Après le petit déjeuner, des balades en chameau ou dromadaire sont proposées, à laquelle je ne prends pas part. Trop d’attente. Et puis le « vaisseau du désert » fait endurer pendant quelques temps encore la chaleur écrasante, dont j’ai à ce moment-là les séquelles sur une grande partie du corps, bien que recouverte d’une couche de sable mêlé de sueur. Nous finissons par partir, non sans que Léonor n’écope d’une énième proposition de mariage. Ici, c’est comme ça : les gens sont au courant de phrases-type, de conversations-type avec les toubabs. Remarquons d’ailleurs que nous n’accepterions, en France, jamais ne serait-ce que le centième de leur « racisme ». Notre qualité de blancs nous est rappelée des centaines de fois par jour. Léonor donc, s’accoutume à des conversations du type : « Bonsoir ! Comment ça va ? Regarde ce que je fais, juste pour le plaisir des yeux ! Les sénégalais, ils sont collants comme les mouches mais pas piquants comme les moustiques ! » etc. etc., jusqu’au moment où l’on lui glisse un numéro de téléphone dans la main, en lui promettant le grand amour.

Le retour en double pick-up à six places chacun est plus long qu’à l’aller. Nous traversons de nombreux petits villages où, si nous nous arrêtons pour une quelconque raison, l’aimantation fonctionne suffisamment pour que tournent autour de nous des dizaines de vendeurs de choses diverses. On approche finalement de St Louis, où un faux militaire fait semblant de nous arrêter, de confisquer le permis des chauffeurs, etc. Ces derniers s’écroulent de rire à chaque phrase du soi-disant militaire, qui finit par nous laisser partir, comprenant qu’il est démasqué.
Une dernière rue et nous sommes arrivés. Les vendeurs courent déjà après le convoi.

Ce soir, nous irons au Papayer, une boîte de nuit plus lointaine que les autres, tout au bout de la langue de sable de Guet N’Dar, où se tient une « soirée antillaise » . Alexis souhaite nous y emmener depuis longtemps, sans succès avec le groupe de Juillet.
Nous tentons notre chance. Après une courte sieste, qui ne nous laisse que bien peu le temps de se reposer, nous partons tous ensemble en camion à l’endroit en question. Nous sirotons des Max Power sur la route, boisson locale qui ressemble au Red Bull, a le goût et l’odeur du Red Bull, mais est cinq fois plus concentrée en caféine et taurine. Avec cette potion magique, adieu la fatigue, mais bonjour la tremblote.

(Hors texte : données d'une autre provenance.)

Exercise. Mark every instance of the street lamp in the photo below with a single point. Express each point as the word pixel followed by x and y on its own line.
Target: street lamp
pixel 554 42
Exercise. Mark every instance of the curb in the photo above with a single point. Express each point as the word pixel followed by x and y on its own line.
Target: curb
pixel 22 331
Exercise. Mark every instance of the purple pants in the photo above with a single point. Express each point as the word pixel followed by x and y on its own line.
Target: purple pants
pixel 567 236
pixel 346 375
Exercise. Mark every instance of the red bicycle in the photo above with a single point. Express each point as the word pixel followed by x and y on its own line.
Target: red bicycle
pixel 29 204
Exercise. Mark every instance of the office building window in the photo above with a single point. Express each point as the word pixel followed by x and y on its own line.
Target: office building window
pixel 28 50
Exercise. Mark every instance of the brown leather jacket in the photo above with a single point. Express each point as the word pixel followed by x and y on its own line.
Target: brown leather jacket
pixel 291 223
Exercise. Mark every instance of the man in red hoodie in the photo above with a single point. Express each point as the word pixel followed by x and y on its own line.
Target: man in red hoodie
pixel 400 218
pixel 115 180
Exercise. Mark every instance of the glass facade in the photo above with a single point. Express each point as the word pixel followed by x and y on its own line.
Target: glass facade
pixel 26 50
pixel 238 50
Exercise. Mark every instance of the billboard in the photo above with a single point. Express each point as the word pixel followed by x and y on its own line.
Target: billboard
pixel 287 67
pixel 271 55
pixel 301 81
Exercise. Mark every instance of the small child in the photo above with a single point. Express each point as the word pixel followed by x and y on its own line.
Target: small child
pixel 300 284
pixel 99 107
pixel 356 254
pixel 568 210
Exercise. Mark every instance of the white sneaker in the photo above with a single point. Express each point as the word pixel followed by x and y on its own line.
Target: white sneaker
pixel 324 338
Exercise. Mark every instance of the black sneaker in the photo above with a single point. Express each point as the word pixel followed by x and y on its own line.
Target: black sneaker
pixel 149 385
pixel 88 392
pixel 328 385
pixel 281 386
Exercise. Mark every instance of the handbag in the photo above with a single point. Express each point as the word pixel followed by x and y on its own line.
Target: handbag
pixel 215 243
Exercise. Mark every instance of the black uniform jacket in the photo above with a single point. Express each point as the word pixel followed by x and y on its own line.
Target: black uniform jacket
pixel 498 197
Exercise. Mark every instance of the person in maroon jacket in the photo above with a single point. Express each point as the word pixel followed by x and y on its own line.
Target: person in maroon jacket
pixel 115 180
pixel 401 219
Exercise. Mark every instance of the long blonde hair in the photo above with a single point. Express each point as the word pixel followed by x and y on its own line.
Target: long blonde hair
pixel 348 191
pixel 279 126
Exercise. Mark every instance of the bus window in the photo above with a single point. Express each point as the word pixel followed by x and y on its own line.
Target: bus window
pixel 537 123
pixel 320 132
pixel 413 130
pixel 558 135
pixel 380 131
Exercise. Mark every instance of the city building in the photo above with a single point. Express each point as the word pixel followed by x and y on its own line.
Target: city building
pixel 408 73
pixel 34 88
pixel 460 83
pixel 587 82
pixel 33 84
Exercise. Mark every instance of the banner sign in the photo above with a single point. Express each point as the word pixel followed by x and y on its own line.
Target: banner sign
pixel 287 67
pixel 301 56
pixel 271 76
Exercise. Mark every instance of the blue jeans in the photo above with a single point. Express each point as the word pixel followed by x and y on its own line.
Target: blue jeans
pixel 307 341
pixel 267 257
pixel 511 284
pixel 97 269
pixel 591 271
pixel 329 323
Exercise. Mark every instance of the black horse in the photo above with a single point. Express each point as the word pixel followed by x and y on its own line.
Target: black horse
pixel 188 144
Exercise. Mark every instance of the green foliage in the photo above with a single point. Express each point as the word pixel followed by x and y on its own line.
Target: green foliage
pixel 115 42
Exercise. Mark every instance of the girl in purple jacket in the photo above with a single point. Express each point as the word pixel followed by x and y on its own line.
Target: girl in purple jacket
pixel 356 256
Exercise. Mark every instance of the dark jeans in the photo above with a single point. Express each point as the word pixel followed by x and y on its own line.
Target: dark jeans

Une fois confortablement assis dans cet endroit, vide bien évidemment –il n’est qu’une heure et demie du matin- nous passons commande immédiatement, à la fois pour tromper l’attente et satisfaire au contrat engagé en quelques mots à l’entrée … on ne paye pas l’entrée, mais on consomme.
Quelle ne fut pas ma surprise, quand quelques minutes après je vois entrer Bijou, accompagnée comme à l’accoutumée de son frère Joseph et du grand Arona, le politicien.
Du moins, y ressemblent-ils. Je m’approche maladroitement et feins la surprise : « toi ici ? mais c’est super » Effectivement, c’était un peu super d’avoir à présent deux groupes à qui me mêler ; sur ces entrefaites, des flots de gens sont arrivés et la boîte était devenue pleine à craquer. La température est montée immédiatement.
Les DJ’s ici, comme je le vérifie quasiment à chaque fois, tiennent plus de l’ « animateur » de soirée que du véritable DJ. Ils sont là pour « passer de la musique », un point c’est tout. Le MC est, lui aussi, incontournable pour annoncer au micro des réclames inutiles dès qu’il en a l’envie. Une ambiance de fête foraine, ou presque, sauf que là nous en étions au hip-hop. Qui a duré presque toute la soirée d’ailleurs, à de rares exceptions près. Stroboscopes trop persistants, musiques trop répétées, transitions affreuses, MC : malgré tout cela l’ambiance continuait à être festive. Léonor se fait entraîner par bien des gens dans la danse, jusqu’au moment où Arona lui-même lui propose d’aller dehors discuter un peu. Intenables ces gens. Elle lui renvoie un refus sec, duquel il se remet avec dignité. Rien vu, rien entendu, dira-t-on.
On rentre, finalement. Je n’ai plus envie de boire, de fumer, de danser ; on pourrait déjà remplir les bouteilles de demain rien qu’avec ma sueur et ce qu’il en reste dans mes vêtements.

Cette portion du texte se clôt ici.